"Kami sudah siap untuk mementaskannya, meskipun tanpa bantuan pemerintah," kata Atilah, istri taipan Edward Soeryadjaya, di Jakarta, hari ini. Atilah menjadi penggagas, penulis naskah, sekaligus sutradara pementasan ini.
Matah Ati adalah sebuah sendratari yang mengangkat perjalanan cinta dan perjuangan Rubiyah, orang desa yang kemudian menjadi pemimpin prajurit perempuan Jawa di abad ke-18. Raden Mas Said alias Pangeran Sambernyawa kemudian menyunting Rubiyah, yang lalu berganti nama menjadi Raden Ayu Kusuma Matah Ati.
Baca Juga:
Atilah menggarap naskah pertunjukan ini selama dua tahun. Dia melakukan studi mendalam melalui riset kepustakaan, tapak tilas dan wawancara langsung sejumlah sumber. Meski demikian, literatur mengenai Rubiyah sangatlah minim, sehingga Atilah mengolah lebih lanjut bahan yang ada agar bisa menyusun adegan per adegan dalam sebuah bingkai cerita yang lengkap.
Penari utama pertunjukan ini adalah Fajar Satriadi dan Rambat Yulianingsih. Keduanya pernah menari berpasangan dalam Opera Diponegoro karya Sardono W. Kusumo. Pentas Matah Ati melibatkan 95 penari dan pengrawit serta kurang lebih 125 pekerja seni profesional dari Institut Seni Indonesia Surakarta. Atilah juga menggandeng beberapa seniman senior, seperti Blacius Subono, Elly D. Luthan dan Sulistyo Tirtokusumo. Adapun koreaografi tarinya dirancang oleh Eko Supendi, Nuryanto, dan Daryono, dengan memanfaatkan sepenuhnya seni tari tradisional Jawa Surakarta untuk menunjukkan teknik tari asli Mangkunegaran.

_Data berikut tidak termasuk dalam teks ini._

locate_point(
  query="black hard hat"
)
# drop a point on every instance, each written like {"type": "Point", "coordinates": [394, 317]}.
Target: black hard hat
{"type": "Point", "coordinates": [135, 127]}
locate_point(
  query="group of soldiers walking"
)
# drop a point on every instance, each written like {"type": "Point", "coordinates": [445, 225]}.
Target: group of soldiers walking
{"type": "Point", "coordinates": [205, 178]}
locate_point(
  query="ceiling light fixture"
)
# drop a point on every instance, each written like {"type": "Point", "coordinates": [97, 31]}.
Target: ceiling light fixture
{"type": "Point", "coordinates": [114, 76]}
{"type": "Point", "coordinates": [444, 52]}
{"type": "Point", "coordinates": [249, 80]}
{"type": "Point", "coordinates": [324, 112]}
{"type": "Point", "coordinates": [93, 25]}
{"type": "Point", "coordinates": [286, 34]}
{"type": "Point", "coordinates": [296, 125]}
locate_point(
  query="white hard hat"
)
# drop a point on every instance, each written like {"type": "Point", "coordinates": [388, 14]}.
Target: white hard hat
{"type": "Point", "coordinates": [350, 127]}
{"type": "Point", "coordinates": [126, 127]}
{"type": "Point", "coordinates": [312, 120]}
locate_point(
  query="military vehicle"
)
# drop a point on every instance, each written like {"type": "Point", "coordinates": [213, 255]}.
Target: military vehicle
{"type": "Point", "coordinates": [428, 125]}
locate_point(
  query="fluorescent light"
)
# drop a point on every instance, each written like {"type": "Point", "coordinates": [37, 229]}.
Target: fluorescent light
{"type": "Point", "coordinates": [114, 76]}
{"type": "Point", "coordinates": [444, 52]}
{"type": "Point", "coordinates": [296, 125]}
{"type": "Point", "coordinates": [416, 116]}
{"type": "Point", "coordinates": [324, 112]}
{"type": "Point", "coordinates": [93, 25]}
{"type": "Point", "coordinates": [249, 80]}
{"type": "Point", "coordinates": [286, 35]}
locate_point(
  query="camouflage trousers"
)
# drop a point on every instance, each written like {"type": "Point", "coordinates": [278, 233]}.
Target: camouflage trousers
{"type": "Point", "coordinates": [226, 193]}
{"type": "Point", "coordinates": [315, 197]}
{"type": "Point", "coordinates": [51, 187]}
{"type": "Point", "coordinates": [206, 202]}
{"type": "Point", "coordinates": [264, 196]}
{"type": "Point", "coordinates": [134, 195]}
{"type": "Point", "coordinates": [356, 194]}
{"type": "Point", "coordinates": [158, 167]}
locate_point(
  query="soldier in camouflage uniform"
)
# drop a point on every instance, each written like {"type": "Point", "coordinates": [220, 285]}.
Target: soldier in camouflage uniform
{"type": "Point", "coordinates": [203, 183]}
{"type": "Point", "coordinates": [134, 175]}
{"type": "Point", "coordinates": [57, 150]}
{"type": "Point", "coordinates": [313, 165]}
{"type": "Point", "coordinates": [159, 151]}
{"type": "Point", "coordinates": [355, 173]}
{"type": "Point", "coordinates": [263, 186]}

Adapun Jay Subyakto merancang sebuah panggung khusus dengan kemiringan 15 derajat, yang memungkinkan penonton melihat penuh konfigurasi tari. "Kami sudah mengapalkan panggung itu ke Singapura untuk dipasang di sana," kata Jay. Sebentar lagi, seni tradisi Surakarta itu akan hadir di panggung dunia.